L’écrivain Jim Harrison vient de sortir un bouquin et c’est un bon cru ! L’histoire d’un sexagénaire partie en virée sur les routes américaines avec comme mission de dilapider les pièces d’un puzzle qui représente l’Amerique du Nord. Chaque état traversé est ainsi l’occasion de sacrifier une pièce que le héros Cliff balance de la fenêtre de sa voiture, geste d’abandon qui symbolise aussi ce qui a été vécu, ce qu’on a connu, faire table rase mais surtout recommencer avec la sagesse de l’âge à regouter les plaisirs qui sont ancrés en nous et qui sculptent nos bonheurs quotidiens et confortent notre fragile raison d’être.

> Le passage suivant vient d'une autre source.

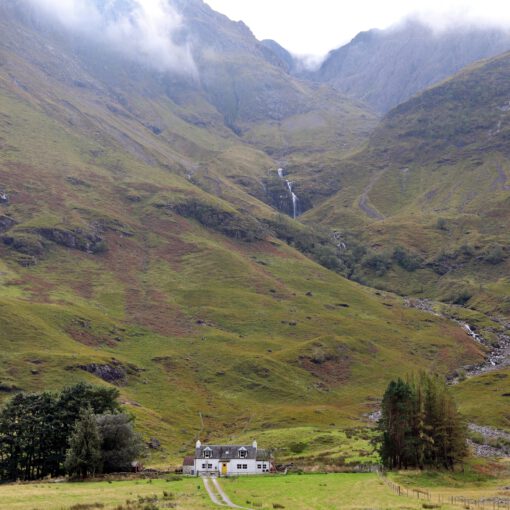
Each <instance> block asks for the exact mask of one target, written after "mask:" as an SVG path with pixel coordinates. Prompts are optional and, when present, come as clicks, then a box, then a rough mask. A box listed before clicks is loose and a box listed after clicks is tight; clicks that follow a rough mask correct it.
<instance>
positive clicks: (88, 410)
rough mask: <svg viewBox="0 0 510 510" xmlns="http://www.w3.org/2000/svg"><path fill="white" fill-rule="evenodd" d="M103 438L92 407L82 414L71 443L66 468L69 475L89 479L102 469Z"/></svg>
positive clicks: (81, 412) (67, 452)
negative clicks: (98, 470)
mask: <svg viewBox="0 0 510 510" xmlns="http://www.w3.org/2000/svg"><path fill="white" fill-rule="evenodd" d="M100 462H101V438H100V436H99V430H98V427H97V423H96V417H95V415H94V413H93V411H92V408H91V407H87V408H86V409H84V410H83V411H82V412H81V413H80V419H79V420H78V422H76V425H75V428H74V431H73V433H72V435H71V439H70V441H69V450H68V451H67V455H66V461H65V467H66V470H67V472H68V473H69V474H71V475H77V476H80V477H81V478H87V477H88V476H89V475H94V474H95V473H96V471H98V470H99V468H100Z"/></svg>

Une maitresse pas toujours complaisante, un téléphone portable encombrant, le sourire des serveuses au restaurant et puis les truites des Rocheuses: le monde de Cliff se déchire dans ses pulsions, ses joies et sa contemplation. Ce héros attachant a des préocupations certainement peu éloigné de celles de notre écrivain préféré et des notres. A savourer au bord de l’eau en attendant une éclosion :)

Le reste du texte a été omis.